Syntactically incorrect headers will not necessary be parsed as you
would want.
This is easier to describe with some examples:
split_header_words('foo="bar"; port="80,81"; DISCARD, BAR=baz');
split_header_words('text/html; charset="iso-8859-1"');
split_header_words('Basic realm="\\"foo\\\\bar\\""');
will return
[foo=>'bar', port=>'80,81', discard=> undef], [bar=>'baz' ]
['text/html' => undef, charset => 'iso-8859-1']
[basic => undef, realm => "\"foo\\bar\""]
If you don't want the function to convert tokens and attribute keys to
lower case you can call it as C<_split_header_words> instead (with a
leading underscore).
=item join_header_words( @arrays )
This will do the opposite of the conversion done by split_header_words().
It takes a list of anonymous arrays as arguments (or a list of
key/value pairs) and produces a single header value.

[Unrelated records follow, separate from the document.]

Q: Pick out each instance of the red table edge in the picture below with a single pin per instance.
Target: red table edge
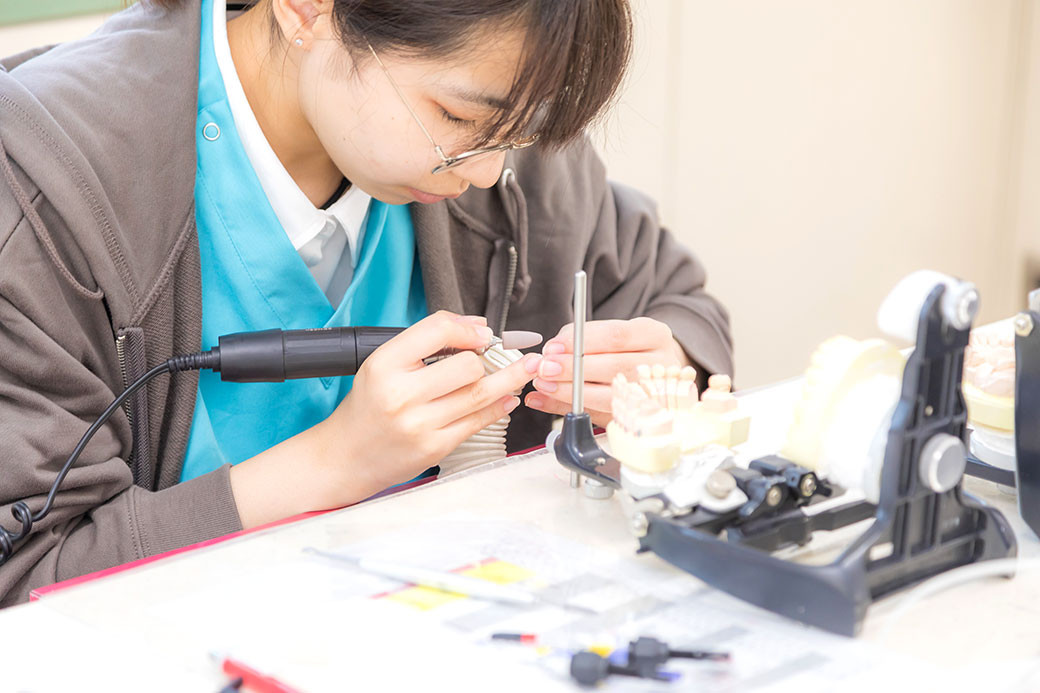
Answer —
(46, 590)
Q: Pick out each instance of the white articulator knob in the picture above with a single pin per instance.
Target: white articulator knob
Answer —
(901, 310)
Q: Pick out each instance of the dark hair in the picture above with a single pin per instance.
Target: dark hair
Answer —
(574, 57)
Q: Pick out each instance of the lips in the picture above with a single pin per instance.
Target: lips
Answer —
(430, 198)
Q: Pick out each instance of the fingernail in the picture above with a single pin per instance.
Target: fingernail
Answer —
(530, 362)
(549, 368)
(545, 385)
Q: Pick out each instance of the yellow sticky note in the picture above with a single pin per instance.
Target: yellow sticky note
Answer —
(493, 570)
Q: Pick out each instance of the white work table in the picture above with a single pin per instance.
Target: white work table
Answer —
(150, 627)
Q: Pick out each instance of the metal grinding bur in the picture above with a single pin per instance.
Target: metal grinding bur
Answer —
(577, 405)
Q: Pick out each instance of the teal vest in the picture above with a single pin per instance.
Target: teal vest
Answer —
(254, 279)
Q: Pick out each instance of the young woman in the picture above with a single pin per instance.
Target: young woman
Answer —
(192, 170)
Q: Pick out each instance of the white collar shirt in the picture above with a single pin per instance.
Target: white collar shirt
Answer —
(319, 235)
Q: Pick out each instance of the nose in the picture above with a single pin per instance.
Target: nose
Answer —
(484, 171)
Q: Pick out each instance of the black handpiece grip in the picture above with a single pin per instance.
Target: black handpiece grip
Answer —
(371, 338)
(253, 357)
(273, 356)
(321, 353)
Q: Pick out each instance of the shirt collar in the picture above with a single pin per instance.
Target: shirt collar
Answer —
(299, 216)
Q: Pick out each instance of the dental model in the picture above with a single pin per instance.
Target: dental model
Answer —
(489, 443)
(668, 441)
(988, 384)
(989, 377)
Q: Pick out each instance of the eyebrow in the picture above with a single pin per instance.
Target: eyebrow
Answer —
(478, 98)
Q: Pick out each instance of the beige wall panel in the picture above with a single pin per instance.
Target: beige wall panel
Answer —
(18, 37)
(822, 150)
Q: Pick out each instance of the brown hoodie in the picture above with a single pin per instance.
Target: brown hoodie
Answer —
(99, 280)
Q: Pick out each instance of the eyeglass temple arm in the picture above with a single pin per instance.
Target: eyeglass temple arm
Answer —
(408, 105)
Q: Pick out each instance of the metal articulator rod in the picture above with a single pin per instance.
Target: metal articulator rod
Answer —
(576, 447)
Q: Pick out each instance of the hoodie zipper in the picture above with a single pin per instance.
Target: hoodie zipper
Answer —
(122, 355)
(511, 278)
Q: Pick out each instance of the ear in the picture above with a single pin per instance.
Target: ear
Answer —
(297, 18)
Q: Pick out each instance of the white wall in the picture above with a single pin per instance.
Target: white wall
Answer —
(812, 152)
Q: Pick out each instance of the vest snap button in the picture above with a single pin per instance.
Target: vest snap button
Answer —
(211, 131)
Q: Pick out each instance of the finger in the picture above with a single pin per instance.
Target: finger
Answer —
(544, 403)
(432, 334)
(466, 426)
(598, 367)
(485, 391)
(596, 396)
(612, 336)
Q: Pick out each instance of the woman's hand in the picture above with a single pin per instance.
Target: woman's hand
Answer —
(611, 347)
(400, 418)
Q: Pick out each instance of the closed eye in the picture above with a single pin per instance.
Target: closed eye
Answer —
(455, 120)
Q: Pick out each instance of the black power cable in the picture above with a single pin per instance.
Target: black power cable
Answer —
(267, 356)
(21, 511)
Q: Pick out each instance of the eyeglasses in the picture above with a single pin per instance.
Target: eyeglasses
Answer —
(459, 159)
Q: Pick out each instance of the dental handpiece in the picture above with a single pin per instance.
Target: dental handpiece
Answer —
(273, 356)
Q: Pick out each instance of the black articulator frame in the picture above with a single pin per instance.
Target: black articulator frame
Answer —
(916, 533)
(1028, 416)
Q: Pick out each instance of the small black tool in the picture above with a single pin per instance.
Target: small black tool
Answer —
(589, 668)
(647, 655)
(765, 492)
(803, 482)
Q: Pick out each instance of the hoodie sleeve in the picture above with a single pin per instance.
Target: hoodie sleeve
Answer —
(637, 267)
(58, 371)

Attribute values
are quoted if needed.
Example:
join_header_words(["text/plain" => undef, charset => "iso-8859/1"]);
join_header_words("text/plain" => undef, charset => "iso-8859/1");
will both return the string:
text/plain; charset="iso-8859/1"
=back
=head1 COPYRIGHT
Copyright 1997-1998, Gisle Aas
This library is free software; you can redistribute it and/or
modify it under the same terms as Perl itself.